So eine leidenschaftliche Debatte gab es schon lange nicht mehr im tschechischen Parlament: Als sich Regierung und Opposition wieder einmal heftig beharkten, verließ der erste Abgeordnete plötzlich das Feld der sachlichen Argumente. Die konservative Regierung und insbesondere der Premier, sagte ein hochrangiger Sozialdemokrat, seien dem Alkohol offenbar in übertriebenem Maße zugetan. Der Premier ergriff daraufhin höchstpersönlich das Mikrofon und blaffte genervt: „Das entspricht nicht der Wahrheit – anders als bei den Sozialdemokraten. Ich könnte ohne Probleme bei jeder Sitzung ins Röhrchen blasen!“

So entfocht sich, während die Tagesordnung irgendwo bei den Feinheiten des Staatshaushaltes stehengeblieben war, eine Debatte über die Frage, welche Fraktion wohl die trinkfreudigsten Abgeordneten habe.

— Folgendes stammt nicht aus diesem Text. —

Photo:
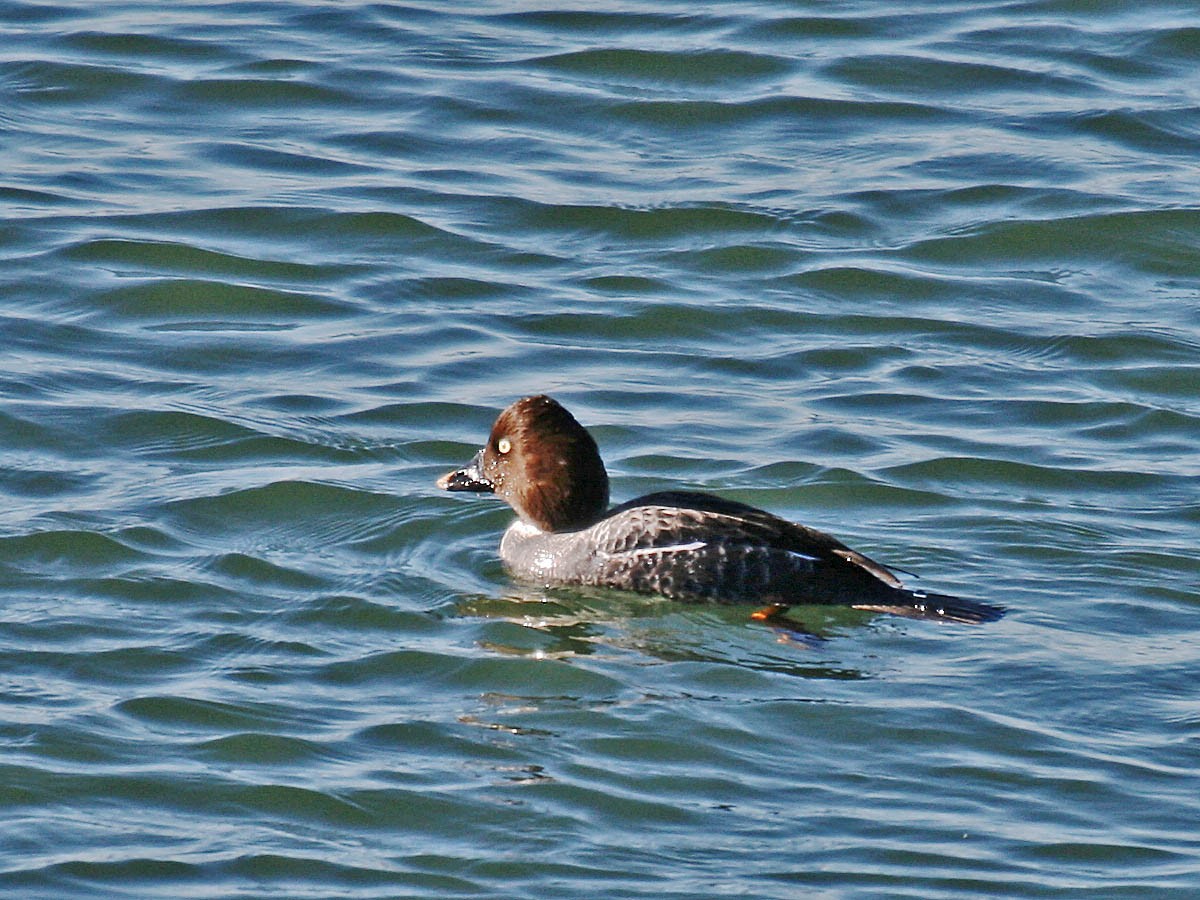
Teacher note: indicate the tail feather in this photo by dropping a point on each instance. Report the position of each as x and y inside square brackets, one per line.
[935, 607]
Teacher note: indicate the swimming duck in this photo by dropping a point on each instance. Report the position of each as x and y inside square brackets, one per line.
[687, 546]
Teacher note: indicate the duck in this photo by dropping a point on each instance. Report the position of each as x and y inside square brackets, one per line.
[681, 545]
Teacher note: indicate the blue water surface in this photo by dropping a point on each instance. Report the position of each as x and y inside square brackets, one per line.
[922, 275]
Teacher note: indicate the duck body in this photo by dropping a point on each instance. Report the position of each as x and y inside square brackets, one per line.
[694, 547]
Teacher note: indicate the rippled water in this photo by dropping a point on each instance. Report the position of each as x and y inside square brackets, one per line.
[925, 276]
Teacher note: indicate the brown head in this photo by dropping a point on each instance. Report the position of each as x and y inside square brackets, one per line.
[543, 463]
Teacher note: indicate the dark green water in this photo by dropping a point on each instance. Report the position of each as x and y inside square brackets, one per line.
[925, 276]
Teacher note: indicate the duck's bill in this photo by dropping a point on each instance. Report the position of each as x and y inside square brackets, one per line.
[468, 478]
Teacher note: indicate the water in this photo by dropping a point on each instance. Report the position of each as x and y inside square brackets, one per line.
[924, 276]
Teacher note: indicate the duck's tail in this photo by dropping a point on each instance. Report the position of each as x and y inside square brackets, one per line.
[935, 607]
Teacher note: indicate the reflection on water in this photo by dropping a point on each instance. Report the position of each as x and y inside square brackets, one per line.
[923, 277]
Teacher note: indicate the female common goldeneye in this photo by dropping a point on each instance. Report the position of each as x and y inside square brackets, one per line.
[682, 545]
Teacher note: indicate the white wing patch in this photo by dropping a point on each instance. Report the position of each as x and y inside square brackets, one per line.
[657, 551]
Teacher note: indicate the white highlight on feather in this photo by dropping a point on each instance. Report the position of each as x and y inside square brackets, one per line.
[657, 551]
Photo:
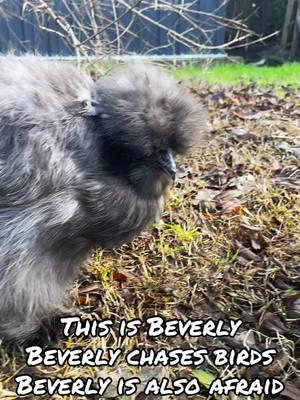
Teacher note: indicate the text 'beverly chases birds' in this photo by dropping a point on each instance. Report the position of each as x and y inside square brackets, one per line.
[153, 327]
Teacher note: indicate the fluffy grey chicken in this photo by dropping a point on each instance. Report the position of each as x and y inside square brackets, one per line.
[82, 164]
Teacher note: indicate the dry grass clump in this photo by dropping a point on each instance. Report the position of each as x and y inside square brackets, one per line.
[228, 247]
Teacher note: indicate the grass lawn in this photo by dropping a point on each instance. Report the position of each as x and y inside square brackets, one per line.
[228, 246]
[232, 74]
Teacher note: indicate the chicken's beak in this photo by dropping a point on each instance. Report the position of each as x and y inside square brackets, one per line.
[166, 162]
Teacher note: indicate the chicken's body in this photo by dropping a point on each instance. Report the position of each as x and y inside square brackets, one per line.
[76, 170]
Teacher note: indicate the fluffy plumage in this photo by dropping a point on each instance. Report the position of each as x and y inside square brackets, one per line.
[82, 164]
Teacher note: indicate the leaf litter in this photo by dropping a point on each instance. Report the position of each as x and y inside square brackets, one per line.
[228, 246]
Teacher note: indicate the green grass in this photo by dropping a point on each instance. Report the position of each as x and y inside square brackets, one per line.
[233, 74]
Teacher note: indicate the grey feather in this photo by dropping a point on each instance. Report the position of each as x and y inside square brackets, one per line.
[76, 171]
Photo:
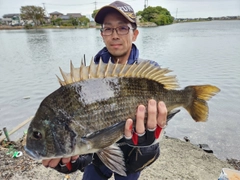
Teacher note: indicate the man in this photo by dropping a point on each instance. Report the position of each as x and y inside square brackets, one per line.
[119, 31]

Die Diskussion an und für sich ist dabei weniger überraschend als die Tatsache, dass sich alle für abstinent erklärten. Eigentlich nämlich ist der Konsum von Alkohol in Tschechien alles andere als geächtet. Man ist stolz auf das süffige böhmische Bier – so sehr, dass sich die meisten Tschechen wohl lieber einen übermäßigen Durst nachsagen lassen würden als eine strikte Enthaltsamkeit. Unvergessen ist der Politiker, dessen heranwachsender Sohn einmal torkelnd auf offener Straße aufgegriffen wurde. „Er ist halt ein Tscheche“, wurde die Antwort des Vaters kolportiert, „da sind doch zwölf Bier nun wirklich nichts Ungewöhnliches!“ Ein Bier, das muss man dazu wissen, misst in böhmischen Kneipen immer einen halben Liter.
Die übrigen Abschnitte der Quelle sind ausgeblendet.